This Stunning New Photo Captures What Happens When Galaxies Collide

Impact

The National Aeronautics and Space Administration and its counterparts in the European Space Agency have started off 2016 with an astonishing look at what happens when two galaxies run into each other.

A new photograph from the agencies' jointly run Hubble Space Telescope depicts two massive galaxies merging, capturing a moment of chaos on an otherworldly scale.

Wide Field Planetary Camera 2/NASA/ESA

According to a blog post on the NASA web site, the photograph was taken by the Wide Field Planetary Camera 2, one of the instruments on the telescope, and depicts Galaxy NGC 6052 — actually two galactic bodies in the process of merging "around 230 million light-years away in the constellation of Hercules."

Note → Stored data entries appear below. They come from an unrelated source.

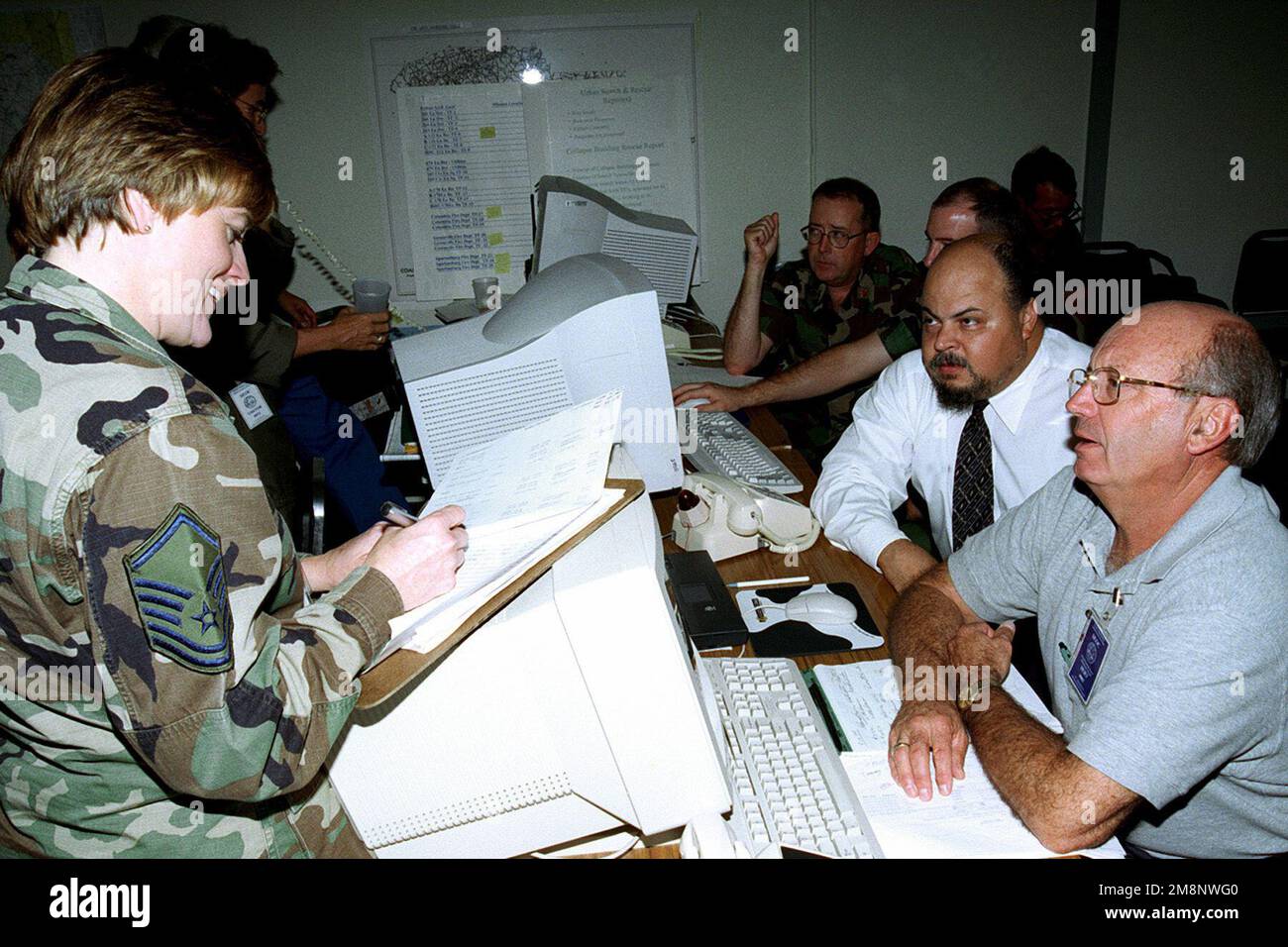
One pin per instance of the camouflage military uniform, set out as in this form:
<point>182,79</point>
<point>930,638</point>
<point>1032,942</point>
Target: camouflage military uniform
<point>141,562</point>
<point>883,300</point>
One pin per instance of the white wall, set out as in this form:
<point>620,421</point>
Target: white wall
<point>1194,88</point>
<point>898,82</point>
<point>325,114</point>
<point>905,81</point>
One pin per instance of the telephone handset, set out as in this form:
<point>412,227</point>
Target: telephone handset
<point>726,517</point>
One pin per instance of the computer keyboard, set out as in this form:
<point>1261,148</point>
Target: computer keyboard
<point>719,445</point>
<point>786,779</point>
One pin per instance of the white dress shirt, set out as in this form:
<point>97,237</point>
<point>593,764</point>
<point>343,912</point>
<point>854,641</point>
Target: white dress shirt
<point>902,433</point>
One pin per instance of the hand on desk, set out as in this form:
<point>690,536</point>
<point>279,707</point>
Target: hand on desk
<point>421,560</point>
<point>922,729</point>
<point>719,397</point>
<point>360,331</point>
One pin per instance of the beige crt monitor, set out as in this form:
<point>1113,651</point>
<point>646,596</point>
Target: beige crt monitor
<point>574,711</point>
<point>581,328</point>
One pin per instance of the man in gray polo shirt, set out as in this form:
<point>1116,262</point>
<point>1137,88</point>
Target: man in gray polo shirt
<point>1158,578</point>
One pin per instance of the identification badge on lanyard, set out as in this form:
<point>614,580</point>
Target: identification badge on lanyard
<point>1087,659</point>
<point>250,405</point>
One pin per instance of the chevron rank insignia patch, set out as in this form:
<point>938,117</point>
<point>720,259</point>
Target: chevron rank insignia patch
<point>176,577</point>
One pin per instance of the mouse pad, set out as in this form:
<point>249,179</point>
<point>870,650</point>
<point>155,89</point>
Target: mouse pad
<point>773,635</point>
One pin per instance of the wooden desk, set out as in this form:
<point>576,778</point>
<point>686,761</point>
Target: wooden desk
<point>820,562</point>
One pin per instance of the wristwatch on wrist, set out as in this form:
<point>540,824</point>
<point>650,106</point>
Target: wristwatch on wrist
<point>975,690</point>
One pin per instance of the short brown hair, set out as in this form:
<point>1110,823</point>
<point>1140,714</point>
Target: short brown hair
<point>855,189</point>
<point>1235,364</point>
<point>115,120</point>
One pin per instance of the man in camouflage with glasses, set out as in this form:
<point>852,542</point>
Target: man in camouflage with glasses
<point>848,286</point>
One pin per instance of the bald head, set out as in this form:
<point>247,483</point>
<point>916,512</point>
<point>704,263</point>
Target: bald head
<point>1207,350</point>
<point>979,330</point>
<point>991,258</point>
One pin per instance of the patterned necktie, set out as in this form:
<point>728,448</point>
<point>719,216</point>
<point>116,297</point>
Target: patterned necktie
<point>973,478</point>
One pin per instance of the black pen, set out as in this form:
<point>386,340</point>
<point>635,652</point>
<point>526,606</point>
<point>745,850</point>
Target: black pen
<point>395,514</point>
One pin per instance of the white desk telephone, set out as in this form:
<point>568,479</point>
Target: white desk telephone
<point>726,517</point>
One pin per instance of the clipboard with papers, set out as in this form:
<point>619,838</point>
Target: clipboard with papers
<point>529,496</point>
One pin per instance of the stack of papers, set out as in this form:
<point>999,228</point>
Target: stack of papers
<point>523,495</point>
<point>973,822</point>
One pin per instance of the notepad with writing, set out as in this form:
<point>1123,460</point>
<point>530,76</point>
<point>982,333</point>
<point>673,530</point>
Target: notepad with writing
<point>973,822</point>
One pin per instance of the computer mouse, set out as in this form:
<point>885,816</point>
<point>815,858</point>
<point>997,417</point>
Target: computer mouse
<point>820,608</point>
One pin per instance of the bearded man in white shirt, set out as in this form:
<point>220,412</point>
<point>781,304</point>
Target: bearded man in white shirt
<point>975,420</point>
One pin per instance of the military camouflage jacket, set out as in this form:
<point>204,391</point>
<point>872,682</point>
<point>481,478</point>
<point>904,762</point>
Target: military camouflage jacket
<point>802,322</point>
<point>166,689</point>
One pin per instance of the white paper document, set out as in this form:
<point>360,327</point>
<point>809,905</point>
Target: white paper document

As the two galaxies merge, they enter a period of chaos while the orbits of various solar bodies are disrupted, before eventually settling into a stable new configuration.

The 230 million light-year gap between Earth and NGC 6052 does mean, however, like much photography of distant astronomical bodies, that the photo is capturing something that happened hundreds of millions of years ago. What NGC 6052 looks like today is unknown.

Galactic mergers are far from rare — as Space.com notes, our own Milky Way galaxy is on a "collision course" with the Andromeda galaxy. The two will eventually merge in about 4 billion years, as depicted in the below simulation.

For the record, yes, the sun could be one of those stars flying off into the meaningless ether.